When housed or otherwise attached to an article of footwear,
particularly when the sliding element is positioned on the
underside of the sole, it is preferred that the sliding element is
positioned in its corresponding recess (or other attachment point,
as the case may be) in such a way so to avoid contact with flat
ground during normal walking or running activity, as shown in
FIGS.1, 1A, 2, 2A, 4-7D, 13, 14, 17, 17A and 20. This can be
accomplished by designing the recess and corresponding sliding
element so as to avoid protrusion of the latter through an
imaginary plane formed by the lowest points of the boundary of the
former. By avoiding such protrusion, the sliding element does not
interfere with contact between the ground contact surface and the
article of footwear with the ground during non-grinding
activities.
With respect to a sliding element housed in or otherwise attached
to the underside of the arch region of the sole, an embodiment of
which is depicted in FIGS. 1 and 1A, among others, it is preferred
that such sliding element substantially span from the lateral edge
(7) to the medial edge (8) of the arch region. However, other
configurations are also within the invention's scope, and include
those wherein the sliding element spans only from either the
lateral or medial edge to the longitudinal axis (9) or less of the
article of footwear, and wherein the sliding element spans only
that area of the arch region proximate to edge in which it is
housed or attached.
Another embodiment relates to a sliding element as described in the
preceding paragraph combined, either separately or integrally, with
a sliding element substantially spanning from the toe point (10) to
the heel point (11). See FIGS. 2-5A. Such an article of footwear
not only enables grinding perpendicular to a wearer's direction of
travel, but also parallel thereto (when viewed in relation to the
orientation of the foot and/or article of footwear). A variation of
this embodiment includes two longitudinal sliding elements, neither
of which make contact with the transverse sliding element, and need
not span to the toe point or heel point. Many other configuration
for intrasole-mounted sliding elements include those depicted in
FIGS. 4-7D, 13, and 14, each of which show a longitudinal sliding
element mounted diagonally and intersecting a transverse sliding
element in the arch region. The longitudinal sliding element (34)

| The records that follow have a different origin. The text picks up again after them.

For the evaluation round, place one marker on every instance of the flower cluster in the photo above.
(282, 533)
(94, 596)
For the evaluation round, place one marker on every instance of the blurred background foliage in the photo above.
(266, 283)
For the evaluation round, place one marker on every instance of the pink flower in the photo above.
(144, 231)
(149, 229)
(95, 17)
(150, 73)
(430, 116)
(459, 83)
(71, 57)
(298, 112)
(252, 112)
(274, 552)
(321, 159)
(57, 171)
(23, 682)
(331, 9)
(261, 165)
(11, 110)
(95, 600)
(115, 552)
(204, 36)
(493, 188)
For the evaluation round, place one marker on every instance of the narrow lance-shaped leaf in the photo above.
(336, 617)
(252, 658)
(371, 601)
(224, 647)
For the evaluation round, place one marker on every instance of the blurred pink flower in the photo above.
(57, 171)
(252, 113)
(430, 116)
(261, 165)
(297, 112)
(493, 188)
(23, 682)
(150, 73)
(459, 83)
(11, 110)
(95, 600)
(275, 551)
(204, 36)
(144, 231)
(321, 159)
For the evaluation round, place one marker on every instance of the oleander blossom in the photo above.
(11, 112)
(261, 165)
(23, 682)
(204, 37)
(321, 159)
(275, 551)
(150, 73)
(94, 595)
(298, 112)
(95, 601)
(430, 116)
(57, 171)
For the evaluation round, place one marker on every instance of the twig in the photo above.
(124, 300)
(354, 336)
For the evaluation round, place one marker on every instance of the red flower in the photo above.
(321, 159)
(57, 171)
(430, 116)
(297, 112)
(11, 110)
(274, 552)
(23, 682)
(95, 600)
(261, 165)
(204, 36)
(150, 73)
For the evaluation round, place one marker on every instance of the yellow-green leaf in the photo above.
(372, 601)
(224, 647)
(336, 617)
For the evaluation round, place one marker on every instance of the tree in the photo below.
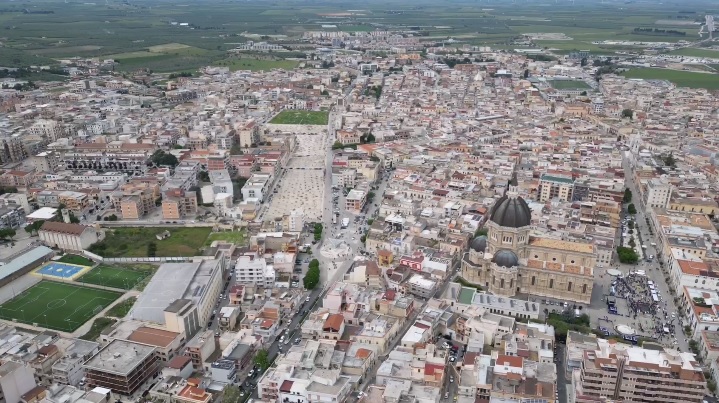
(481, 231)
(627, 196)
(312, 278)
(627, 255)
(262, 359)
(151, 249)
(6, 233)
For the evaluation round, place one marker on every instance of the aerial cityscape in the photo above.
(303, 201)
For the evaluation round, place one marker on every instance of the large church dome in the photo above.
(512, 212)
(479, 244)
(506, 258)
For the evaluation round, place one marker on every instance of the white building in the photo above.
(256, 187)
(252, 268)
(15, 380)
(65, 236)
(659, 192)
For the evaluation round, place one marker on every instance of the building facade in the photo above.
(509, 261)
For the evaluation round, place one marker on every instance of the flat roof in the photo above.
(172, 281)
(119, 357)
(152, 336)
(24, 260)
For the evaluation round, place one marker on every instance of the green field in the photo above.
(569, 84)
(149, 35)
(236, 237)
(115, 277)
(247, 63)
(679, 78)
(295, 117)
(57, 306)
(697, 52)
(78, 260)
(136, 241)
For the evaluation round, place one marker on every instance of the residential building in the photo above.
(122, 366)
(73, 237)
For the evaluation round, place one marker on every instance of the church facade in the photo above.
(510, 261)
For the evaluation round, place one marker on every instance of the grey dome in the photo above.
(506, 258)
(512, 212)
(479, 244)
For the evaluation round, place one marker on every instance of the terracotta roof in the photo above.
(286, 386)
(63, 228)
(363, 353)
(510, 361)
(333, 322)
(179, 362)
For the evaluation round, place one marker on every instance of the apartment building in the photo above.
(555, 187)
(256, 187)
(634, 374)
(122, 366)
(355, 200)
(253, 269)
(179, 204)
(658, 193)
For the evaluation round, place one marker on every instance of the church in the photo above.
(510, 261)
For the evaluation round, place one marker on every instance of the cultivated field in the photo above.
(292, 117)
(124, 278)
(57, 306)
(680, 78)
(135, 241)
(90, 29)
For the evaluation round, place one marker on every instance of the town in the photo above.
(429, 224)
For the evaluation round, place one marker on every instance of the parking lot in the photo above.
(303, 183)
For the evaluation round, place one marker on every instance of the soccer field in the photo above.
(292, 117)
(57, 306)
(115, 277)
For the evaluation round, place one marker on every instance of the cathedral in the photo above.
(510, 261)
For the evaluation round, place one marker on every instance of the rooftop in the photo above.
(119, 357)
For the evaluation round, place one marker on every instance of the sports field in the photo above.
(57, 306)
(115, 277)
(291, 117)
(679, 78)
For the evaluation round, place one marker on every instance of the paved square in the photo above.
(303, 184)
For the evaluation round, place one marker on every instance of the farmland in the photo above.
(164, 36)
(137, 241)
(680, 78)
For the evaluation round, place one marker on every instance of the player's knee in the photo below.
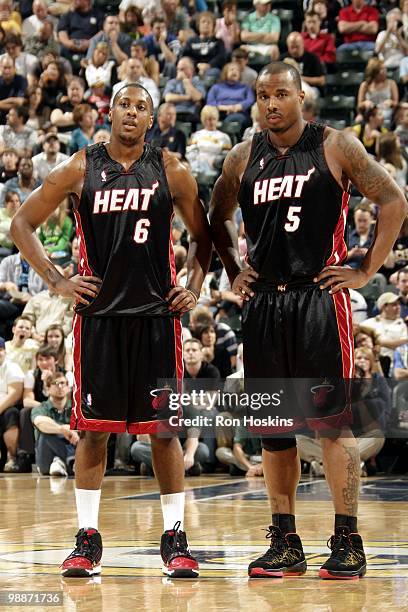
(278, 444)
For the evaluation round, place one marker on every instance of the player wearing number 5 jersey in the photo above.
(128, 306)
(292, 183)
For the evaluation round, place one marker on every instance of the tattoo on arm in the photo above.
(365, 173)
(350, 491)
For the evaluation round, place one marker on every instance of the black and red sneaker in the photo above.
(284, 557)
(347, 560)
(178, 561)
(85, 559)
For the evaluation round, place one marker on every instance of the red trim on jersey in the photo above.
(83, 255)
(342, 307)
(339, 250)
(78, 421)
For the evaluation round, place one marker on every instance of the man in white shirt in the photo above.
(11, 394)
(50, 157)
(389, 325)
(134, 74)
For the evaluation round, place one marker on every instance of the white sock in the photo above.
(173, 510)
(87, 501)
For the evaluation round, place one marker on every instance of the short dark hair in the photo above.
(139, 86)
(280, 68)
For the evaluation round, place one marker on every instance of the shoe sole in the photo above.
(180, 573)
(330, 575)
(260, 572)
(81, 572)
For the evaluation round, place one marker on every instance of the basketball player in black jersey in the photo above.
(127, 330)
(292, 183)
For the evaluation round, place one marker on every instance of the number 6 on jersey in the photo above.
(141, 231)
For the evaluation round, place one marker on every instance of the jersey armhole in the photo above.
(247, 164)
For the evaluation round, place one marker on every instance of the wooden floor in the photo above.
(224, 521)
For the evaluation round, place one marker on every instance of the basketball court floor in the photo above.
(224, 521)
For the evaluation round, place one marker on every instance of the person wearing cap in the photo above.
(50, 156)
(389, 324)
(11, 395)
(118, 42)
(260, 30)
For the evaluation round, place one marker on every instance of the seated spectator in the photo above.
(206, 51)
(77, 27)
(186, 91)
(38, 113)
(32, 25)
(11, 205)
(358, 24)
(361, 237)
(134, 74)
(201, 316)
(100, 69)
(248, 75)
(22, 347)
(231, 96)
(209, 145)
(227, 27)
(24, 62)
(391, 45)
(9, 164)
(219, 357)
(11, 394)
(118, 42)
(194, 364)
(165, 134)
(151, 66)
(389, 152)
(260, 30)
(318, 42)
(389, 325)
(18, 283)
(47, 309)
(378, 90)
(25, 182)
(16, 134)
(82, 136)
(50, 157)
(55, 442)
(245, 456)
(10, 20)
(162, 46)
(370, 129)
(309, 65)
(12, 87)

in FIG. 13 extends from the toe region of the medial edge (8) the
heel region of the lateral edge (7) and which wraps around to
incorporate a portion of the heel region of medial edge (8) near
the heel point (11), while FIG. 14 illustrates a similar
configuration, the difference being that lateral edge (7) to the
heel region of the medial edge (8) and which wraps around to
incorporate a portion of the heel region of lateral edge (7) near
the heel point (11).
In those instances when one sliding element makes contact with
another, or a single sliding element incorporates portions which
intersect, the corners and/or edges of such areas of intersection
are preferably rounded or otherwise contoured so as to reduce the
likelihood that the article of footwear may snag thereupon while
grinding or sliding, and to facilitate transition from one maneuver
to the next. See FIGS. 2-7D, 13, 14, 17A, and 20.
Another location to which a grind plate may be attached is to
forefoot region under the ball of the foot (35). See FIGS. 17A and
20.
As with other sliding elements of the invention, a sliding element
housed, mounted, or otherwise attached to a sole, e.g., to the arch
region, can have many shapes and surface contours. For instance,
FIG. 7 depicts a transverse sliding element substantially spanning
from the lateral to medial edge in the arch region which, when
viewed in profile, has a arcuate surface contour that is concave in
relation to the ground. Such a surface contour is particularly
preferred for transverse, longitudinal, diagonal, and other sliding
elements housed in the underside of the sole. In a particularly
preferred embodiment, a transverse sliding element spanning from
the lateral edge (7) to the medial edge (8) of the arch region (5),
in addition to having a convex surface contour when viewed in
profile, has a convex surface contour when viewed in frontal cross
section. The convex contour provides for easier rotation of the
foot about the longitudinal axis (9), whereas the concave contour
provides added stability and facilitates balance when grinding on
the sliding element. While the convex and concave surface contours
have been described in detail, particularly as such relate to
transverse sliding elements in the arch region, many other surface
contours (when viewed in profile or frontal cross section as, for
instance, shown in FIGS. 7A-7D) can be incorporated into a sliding
element.
Another embodiment of the invention concerns incorporation of one
or more sliding elements in the forefoot region (6). In this
region, numerous sliding element configurations are possible,
including those wherein a sliding element substantially spans from
the toe area (36) of the forefoot region to the arch region along
the longitudinal axis (9). Similarly, other sliding elements
oriented in the same direction but proximate to the lateral edge
(7) and/or (8) medial edge can be incorporated. Alternatively,
transverse sliding elements can be housed within the sole in the
forefoot region. For example, a transverse sliding element
substantially spanning from the lateral edge (7) to the medial edge
(8) in the area underling the ball of the foot (35) can be
incorporated in the sole. See FIGS. 17 and 17A.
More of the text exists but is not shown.